Team:Hamburg

Thank you for rewarding us with the iGEMer's Prize!

The Jamboree was a blast, we had so much fun, met and talked to so many of you awesome crazy people and made a lot of new friends. That alone would have been more than enough for us, but you decided to reward us with the iGEMer's Prize and turned our Jamboree into an unforgettable experience. Thank you so much.


“Hope is the last thing to despair in life. Thatˋs why there are blind people that still come to the hospital because they hope to see again one day.”

-David Chinyanya, Project Manager of the Trachoma Mapping Program.

Worldwide 100 Million people are infected with Chlamydia trachomatis every year, a bacterial pathogen, which causes infertility in women and permanent blindness if untreated. Yearly, this leads to blindness of 1.2 Million people affected, primarily in developing countries.

In our opinion it is unacceptable that a disease so simple to treat creates such an immense burden for so many people. To solve this issue, our goal is to develop a simple, fast and economic diagnostic method to detect Chlamydia trachomatis - to find Chlamydory.

Our solution

For this we took advantage of a unique property of Chlamydia regarding their cell wall, precisely the peptidoglycane. Instead of integrating a non proteinogenic amino acid called meso-2,6-Diaminopimelic acid (mDAP) as a linker between the peptidoglycane layers, like most other gram-negative bacteria, Chlamydia secrete it into the extracellular space, making it free for detection. We therefore created E.coli, containing the mTAZ receptor, capable of specifically sensing mDAP. The mDAP binding is visualised by self constructed fluorescent reporters, which activates the transcription factor OmpR, as soon as mTaz binds mDAP, activating the expression of GFP (Fig.1).

Fig. 1: Signal transduction of mTaz. The binding of mDAP to mTaz, causes the EnvZ domain to phosphorylate and therefore activate the transcriptionfactor OmpR. OmpR then activates the expression of the fluorescent protein.

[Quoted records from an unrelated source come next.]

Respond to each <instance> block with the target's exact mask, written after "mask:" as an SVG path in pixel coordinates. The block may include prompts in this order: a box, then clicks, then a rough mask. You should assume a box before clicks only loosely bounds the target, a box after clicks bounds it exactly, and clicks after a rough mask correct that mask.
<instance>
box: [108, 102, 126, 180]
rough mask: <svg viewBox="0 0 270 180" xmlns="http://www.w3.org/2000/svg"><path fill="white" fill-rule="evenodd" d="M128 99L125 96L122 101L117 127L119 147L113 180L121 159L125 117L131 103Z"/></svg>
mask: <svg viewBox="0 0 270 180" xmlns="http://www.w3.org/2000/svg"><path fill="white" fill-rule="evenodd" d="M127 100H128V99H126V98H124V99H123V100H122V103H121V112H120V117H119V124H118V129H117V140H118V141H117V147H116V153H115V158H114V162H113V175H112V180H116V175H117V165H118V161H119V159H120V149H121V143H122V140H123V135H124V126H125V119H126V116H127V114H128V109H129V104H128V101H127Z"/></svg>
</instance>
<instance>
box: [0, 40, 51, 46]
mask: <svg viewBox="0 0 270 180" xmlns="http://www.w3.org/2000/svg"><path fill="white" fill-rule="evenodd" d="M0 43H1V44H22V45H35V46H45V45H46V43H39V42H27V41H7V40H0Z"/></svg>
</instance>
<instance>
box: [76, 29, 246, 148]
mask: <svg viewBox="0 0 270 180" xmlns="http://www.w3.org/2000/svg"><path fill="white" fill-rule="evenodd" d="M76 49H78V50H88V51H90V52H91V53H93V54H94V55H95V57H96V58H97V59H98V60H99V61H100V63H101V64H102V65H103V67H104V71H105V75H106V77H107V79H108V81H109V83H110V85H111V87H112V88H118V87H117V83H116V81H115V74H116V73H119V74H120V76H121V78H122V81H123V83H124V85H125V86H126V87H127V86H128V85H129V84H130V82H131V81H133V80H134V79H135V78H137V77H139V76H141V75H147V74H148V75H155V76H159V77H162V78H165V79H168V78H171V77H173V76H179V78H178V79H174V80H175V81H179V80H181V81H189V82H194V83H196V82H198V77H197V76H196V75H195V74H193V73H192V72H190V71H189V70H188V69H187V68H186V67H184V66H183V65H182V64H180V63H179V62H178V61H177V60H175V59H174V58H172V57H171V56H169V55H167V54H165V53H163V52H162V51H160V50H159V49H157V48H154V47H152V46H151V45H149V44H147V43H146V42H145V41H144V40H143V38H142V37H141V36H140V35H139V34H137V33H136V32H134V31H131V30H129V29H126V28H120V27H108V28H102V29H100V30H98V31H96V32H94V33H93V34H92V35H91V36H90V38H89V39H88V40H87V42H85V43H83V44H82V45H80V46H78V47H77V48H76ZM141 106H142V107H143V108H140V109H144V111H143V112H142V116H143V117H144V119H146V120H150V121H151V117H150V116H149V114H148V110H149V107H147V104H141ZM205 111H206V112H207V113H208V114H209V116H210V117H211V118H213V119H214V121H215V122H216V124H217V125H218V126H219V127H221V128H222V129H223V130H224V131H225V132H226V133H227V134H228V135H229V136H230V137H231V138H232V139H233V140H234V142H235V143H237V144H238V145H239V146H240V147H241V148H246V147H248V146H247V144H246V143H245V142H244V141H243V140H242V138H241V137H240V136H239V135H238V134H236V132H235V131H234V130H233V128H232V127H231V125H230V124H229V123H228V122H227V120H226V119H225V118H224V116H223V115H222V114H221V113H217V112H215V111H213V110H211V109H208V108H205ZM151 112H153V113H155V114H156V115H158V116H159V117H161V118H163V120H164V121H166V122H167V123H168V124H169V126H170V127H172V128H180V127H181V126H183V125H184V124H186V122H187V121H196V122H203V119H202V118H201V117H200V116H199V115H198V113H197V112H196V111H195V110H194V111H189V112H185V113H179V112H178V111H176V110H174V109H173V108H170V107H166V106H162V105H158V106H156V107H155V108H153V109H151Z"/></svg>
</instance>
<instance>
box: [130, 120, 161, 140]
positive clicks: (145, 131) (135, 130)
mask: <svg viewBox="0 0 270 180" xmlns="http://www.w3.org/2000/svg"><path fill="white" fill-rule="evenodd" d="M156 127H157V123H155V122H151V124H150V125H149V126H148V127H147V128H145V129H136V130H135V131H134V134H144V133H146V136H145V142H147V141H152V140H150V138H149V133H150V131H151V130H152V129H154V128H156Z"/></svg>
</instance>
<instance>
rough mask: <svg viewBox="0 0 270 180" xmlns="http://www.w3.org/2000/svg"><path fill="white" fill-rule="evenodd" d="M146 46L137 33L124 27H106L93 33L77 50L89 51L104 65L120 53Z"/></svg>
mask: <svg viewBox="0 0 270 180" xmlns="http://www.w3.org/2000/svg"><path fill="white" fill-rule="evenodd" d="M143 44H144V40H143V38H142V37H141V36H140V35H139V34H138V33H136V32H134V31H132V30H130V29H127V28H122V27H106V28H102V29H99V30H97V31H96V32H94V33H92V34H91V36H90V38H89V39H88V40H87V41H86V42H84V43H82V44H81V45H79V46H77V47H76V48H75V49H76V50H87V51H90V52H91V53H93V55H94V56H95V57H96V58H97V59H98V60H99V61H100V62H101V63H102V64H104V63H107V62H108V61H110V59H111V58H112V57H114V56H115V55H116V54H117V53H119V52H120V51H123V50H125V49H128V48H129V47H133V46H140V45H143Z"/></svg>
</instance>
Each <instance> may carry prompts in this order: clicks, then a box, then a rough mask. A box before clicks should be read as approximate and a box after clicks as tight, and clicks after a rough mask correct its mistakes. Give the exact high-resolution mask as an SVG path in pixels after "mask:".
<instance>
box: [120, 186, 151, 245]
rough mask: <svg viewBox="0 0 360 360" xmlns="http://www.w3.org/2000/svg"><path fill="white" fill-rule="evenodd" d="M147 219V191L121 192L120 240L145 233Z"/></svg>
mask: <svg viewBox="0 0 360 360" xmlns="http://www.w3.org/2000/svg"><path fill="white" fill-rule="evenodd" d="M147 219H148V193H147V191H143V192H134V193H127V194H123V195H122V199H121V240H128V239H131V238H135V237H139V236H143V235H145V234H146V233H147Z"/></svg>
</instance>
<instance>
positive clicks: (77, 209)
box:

The diagnostic bacteria were immobilized in a microfluidic chip, ensuring a safe, contamination free and defined environment, into which the patient samples would be injected for the diagnosis. To detect the fluorescent signals, the diagnostic microfluidic device can then be loaded onto a Lab-in-phone-device, specifically developed for a model used by our cooperation partners in the Blantyre Institute for Community Ophtamology (BICO) in Malawi, which excite the expressed GFP fluorophore and detects the emitted light. Through an app, designed by the iGEM Team Sydney, the fluorescent signal should be able to be detected (Fig. 2).

Fig. 2: Lab-in-phone-device. The device is attached to the phone, containing the diagnostic app.